Resolver times out resending with same transaction ID

Vince Del Vecchio <vince.sdoss@xxxxxxxxxx> · Tue, 21 Mar 2023 05:32:55 +0000

Hi all,

I recently observed reverse IPv4 address lookups timing out on a newly
configured host.  (Ubuntu 22.04LTS, systemd 249.11-0ubuntu3.7).  I
tracked the problem to the DVE-2018-0001 mitigation code.

An example:

$ resolvectl query 151.101.1.164
151.101.1.164: resolve call failed: All attempts to contact name
servers or networks failed

tcpdump shows (in relevant part):
 00:00:00.000000 IP 192.168.1.48.35911 > 8.8.8.8.53: 26417+ [1au] PTR?
164.1.101.151.in-addr.arpa. (55)
 00:00:00.021127 IP 8.8.8.8.53 > 192.168.1.48.35911: 26417 NXDomain
0/1/1 (115)
 00:00:00.021252 IP 192.168.1.48.35911 > 8.8.8.8.53: 26417+ PTR?
164.1.101.151.in-addr.arpa. (44)

The first query gets an "NXDOMAIN", which is the correct answer for
this address.

However, NXDOMAIN triggers the DVE-2018-0001 mitigation code to send an
revised query without EDNS OPT (confirmed in debug log).  I **never see
a response to this revised query**.

If there is only a single DNS server, the resolver resends the OPT-less
query after a timeout, and *that* gets an NXDOMAIN which is returned. 
However, if there are multiple DNS servers (e.g. 8.8.8.8 8.8.4.4), on
timing out, it sends another query with EDNS to the next server, and
the three-packet sequence repeats several times until it gives up.

Since the server *will* respond to a retransmit after 5s, my guess is
that the server, or maybe something in the network, is dropping close-
in-time requests with the same transaction id.  I tried a few public
DNSs that (surprisingly?) all behaved the same.  I haven't found a
simple way to rule out a firewall, router or my ISP.

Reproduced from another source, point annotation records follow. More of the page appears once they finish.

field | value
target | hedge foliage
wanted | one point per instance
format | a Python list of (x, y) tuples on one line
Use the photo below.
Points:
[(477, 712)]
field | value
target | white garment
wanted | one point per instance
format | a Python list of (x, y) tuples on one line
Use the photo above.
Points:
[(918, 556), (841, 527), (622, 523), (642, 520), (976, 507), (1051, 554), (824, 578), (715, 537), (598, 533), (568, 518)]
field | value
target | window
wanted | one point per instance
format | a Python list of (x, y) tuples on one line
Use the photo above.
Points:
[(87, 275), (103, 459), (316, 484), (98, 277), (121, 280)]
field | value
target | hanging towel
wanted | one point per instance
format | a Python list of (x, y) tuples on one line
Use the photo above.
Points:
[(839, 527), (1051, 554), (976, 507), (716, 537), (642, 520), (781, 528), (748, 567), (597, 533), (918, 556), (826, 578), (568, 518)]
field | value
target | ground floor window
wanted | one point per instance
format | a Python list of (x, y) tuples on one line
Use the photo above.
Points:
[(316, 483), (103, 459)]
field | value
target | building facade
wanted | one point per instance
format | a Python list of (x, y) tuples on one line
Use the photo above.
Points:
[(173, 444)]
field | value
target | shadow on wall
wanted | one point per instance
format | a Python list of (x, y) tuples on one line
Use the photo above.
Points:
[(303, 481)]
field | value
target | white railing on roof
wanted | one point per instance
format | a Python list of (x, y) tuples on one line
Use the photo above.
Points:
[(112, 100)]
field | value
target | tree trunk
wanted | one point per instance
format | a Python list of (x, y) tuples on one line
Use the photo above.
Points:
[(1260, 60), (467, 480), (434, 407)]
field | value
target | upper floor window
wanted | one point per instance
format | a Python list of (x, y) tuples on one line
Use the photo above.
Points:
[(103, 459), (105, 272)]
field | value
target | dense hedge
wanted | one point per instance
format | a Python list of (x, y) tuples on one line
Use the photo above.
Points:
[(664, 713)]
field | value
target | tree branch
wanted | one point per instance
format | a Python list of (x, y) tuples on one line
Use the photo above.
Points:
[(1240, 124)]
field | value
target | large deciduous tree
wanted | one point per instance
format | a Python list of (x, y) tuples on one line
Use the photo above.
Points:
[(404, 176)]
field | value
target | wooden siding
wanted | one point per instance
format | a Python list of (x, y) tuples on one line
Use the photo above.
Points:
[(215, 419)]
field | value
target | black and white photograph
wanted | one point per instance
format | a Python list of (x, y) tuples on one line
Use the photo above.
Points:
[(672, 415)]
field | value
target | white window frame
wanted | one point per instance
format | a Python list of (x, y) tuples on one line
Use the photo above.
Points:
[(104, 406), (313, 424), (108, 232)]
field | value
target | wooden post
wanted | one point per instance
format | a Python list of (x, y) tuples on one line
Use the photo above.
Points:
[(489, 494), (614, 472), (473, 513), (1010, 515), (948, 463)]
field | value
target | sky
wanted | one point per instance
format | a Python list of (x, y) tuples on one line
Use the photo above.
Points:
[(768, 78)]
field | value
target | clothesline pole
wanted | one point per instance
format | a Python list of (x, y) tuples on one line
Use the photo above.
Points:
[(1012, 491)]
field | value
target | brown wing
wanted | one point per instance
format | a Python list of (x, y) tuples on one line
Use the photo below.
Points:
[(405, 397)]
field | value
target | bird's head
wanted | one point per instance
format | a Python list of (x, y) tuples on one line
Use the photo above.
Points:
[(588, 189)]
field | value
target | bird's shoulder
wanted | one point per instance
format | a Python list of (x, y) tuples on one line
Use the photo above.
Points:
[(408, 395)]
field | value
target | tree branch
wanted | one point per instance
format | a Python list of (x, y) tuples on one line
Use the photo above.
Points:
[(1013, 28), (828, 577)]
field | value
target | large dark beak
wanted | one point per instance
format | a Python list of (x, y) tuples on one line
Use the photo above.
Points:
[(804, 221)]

Regardless, my thought is that resending a slightly different query
after we did get a response should not use the same transaction id.  I
patched systemd as follows and the problem goes away:

--- a/src/resolve/resolved-dns-transaction.c
+++ b/src/resolve/resolved-dns-transaction.c
@@ -1312,6 +1312,7 @@ void dns_transaction_process_reply(DnsTransaction
*t, DnsPacket *p, bool encrypt
                           FORMAT_DNS_RCODE(DNS_PACKET_RCODE(p)),
                           dns_server_feature_level_to_string(t-
>clamp_feature_level_nxdomain));
 
+                dns_transaction_shuffle_id(t);
                 dns_transaction_retry(t, false /* use the same server
*/);
                 return;
         }


A few questions:

- Does anyone else see this?

- Does this look like a reasonable fix?  Any thoughts on whether the
one other place where dns_transaction_retry(..., false) is called to
retry the same server with a lower feature level (SERVFAIL etc) should
do the same?

- Any other issues with the patch?  Or would it be reasonable to (add
comments and) submit a pull request?

-Vince Del Vecchio